México, por ejemplo, programa ciertos días de cada semana para que circulen o no circulen determinados vehículos según los números de matrículas o placas.
También se prohíbe en algunos países la importación de automotores durante uno, dos o más años, con el propósito de evitar las complicaciones del tránsito. Aquí a la vez hubo prohibiciones otrora en tal sentido.
A determinadas horas del día y de la noche se tropieza con problemas para manejar vehículos en las principales calles y avenidas de nuestra urbe capitalina, y es que hay abusos e imprudencias de muchos conductores. Esas diabluras pasan por alto de los policías encargados de velar por la normalización del tránsito.

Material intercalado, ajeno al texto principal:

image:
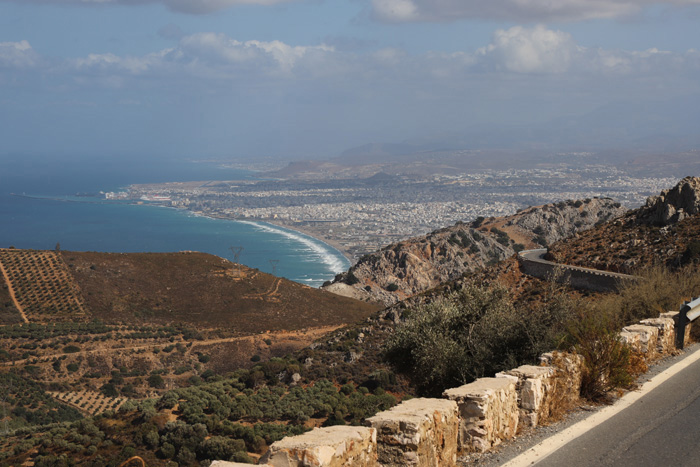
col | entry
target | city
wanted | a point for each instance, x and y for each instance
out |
(361, 215)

Taxistas, chóferes de autobuses urbanos y extraurbanos, camiones, traileres, ciclistas, motoristas, patrulleros de las policías, entre otros demonios del volante, rebasan «culebreando» que da horror; estacionan donde les da la gana; en infinidad de cacharros no funcionan los «stops» ni los dos faroles delanteros (van «chocos»); la mayoría de timoneles no usan pidevías para cambiar de carril o cruzar y, cuando los usan, los que van atrás no respetan las señales luminosas, sólo cuando se les antoja ceden el paso al sacar el brazo; en los casos de accidentes las autoridades bloquean la circulación al atravesar ambulancias, autopatrullas y poner otros obstáculos, en vez de despejar las vías rápidamente como se hace en otros países.

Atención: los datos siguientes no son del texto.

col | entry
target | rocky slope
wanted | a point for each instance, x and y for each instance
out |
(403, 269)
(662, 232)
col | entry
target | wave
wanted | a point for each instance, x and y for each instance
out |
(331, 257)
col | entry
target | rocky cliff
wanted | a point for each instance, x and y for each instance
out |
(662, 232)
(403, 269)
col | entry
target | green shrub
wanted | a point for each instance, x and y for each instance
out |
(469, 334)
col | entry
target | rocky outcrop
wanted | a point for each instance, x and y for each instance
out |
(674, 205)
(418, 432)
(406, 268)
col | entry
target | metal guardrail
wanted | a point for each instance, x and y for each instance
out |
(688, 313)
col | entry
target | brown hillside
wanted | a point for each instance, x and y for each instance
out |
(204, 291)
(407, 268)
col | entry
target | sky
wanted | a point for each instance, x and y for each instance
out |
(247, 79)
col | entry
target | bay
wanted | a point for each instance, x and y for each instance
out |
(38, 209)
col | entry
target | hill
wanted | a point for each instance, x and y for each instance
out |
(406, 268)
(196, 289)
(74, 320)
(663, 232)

Es de mencionar el hecho de que los chóferes de autobuses urbanos y extraurbanos, así como los que manejan otros pesados «patas de hule», particularmente, golpean los tímpanos de los demás conductores al utilizar las bocinas de viento para rebasar o para que en ciertos puntos de las vías suban las personas que necesitan transportarse. Esos bocinazos, como dirían los ambientalistas, provocan «contaminación audial» y son como para sacar de quicio a la gente más paciente. Algunos negocios de las orillas de las calles ponen a todo volumen los aparatos reproductores de la voz y el sonido, por lo que, puede decirse, causan gran perturbación que irrita a los que van al timón de los vehículos, a los vecinos y a los transeúntes. Y las autoridades se hacen las ba…bilónicas.
Es menester y urge que en el nuevo estado de cosas protagonizado por don ílvaro Colom se exija el cumplimiento de obligaciones al personal responsable de poner orden en el tránsito, porque «hasta» el caos en cuestión demuestra las flaquezas y las «chaquirrias» de cualquier gobierno. ¡Y no es cuento!
Otro día nos referiremos a algunas incidencias de los pomposos, ruidosos y dispendiosos actos del cambio de capitán del barco. Por ahora únicamente hemos dicho algo de lo que acontece en el tránsito de la principal metrópoli que está remozando don ílvaro Arzú, quien sigue demostrando que sí las puede en la Muni.